To clarify, I don't tell DH absolutely EVERYthing automatically as a matter of course (nor did I say I would), nor do I feel that I must share every little intimacy with DH (partly because half of it would bore him to death), I just wouldn't expect anyone in a long term relationship to keep a secret from their partner. I wouldn't want to put anyone in the position of having to watch their words with their partner. I don't think it's fair.
I don't tell DH things that he won't care about, and that aren't bothering me at all. However, if there is a need to discuss in that a secret is bothering me/I'm not sure what to do about it, then it's natural that I would want to discuss with DH.
E.g.
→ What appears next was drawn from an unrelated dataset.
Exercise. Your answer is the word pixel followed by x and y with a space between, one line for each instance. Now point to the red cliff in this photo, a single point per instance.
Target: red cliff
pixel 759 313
I told one half of a partnership that I was pregnant before we were 'officially' telling anyone, and I said we weren't telling people yet for the usual reasons, but I assumed as a matter of course that she would tell her DH. No way would I expect her to not tell him (if she wanted to) or to be being 'careful' about what she said to him (say if e.g. they were discussing whether or not we or anyone else was likey to have kids soon), no way would I expect her to 'watch her words' with her DH. Similarly I told a male friend (I'm also friends with his DW separately from the two of them as a couple, but hadn't got around to telling her yet) and no way would I expect him not to tell her, in fact I got a very excited phone call from her about 3 minutes after I had spoken to him. Again, no way would I expect him to watch what he said to his wife in their own home.
If that makes me weird, so be it, but I honestly think that it's weirder to keep secrets from your DH.
In ref to the OP though, she should never have agreed not to tell him, then big old fat gone and done it anyway.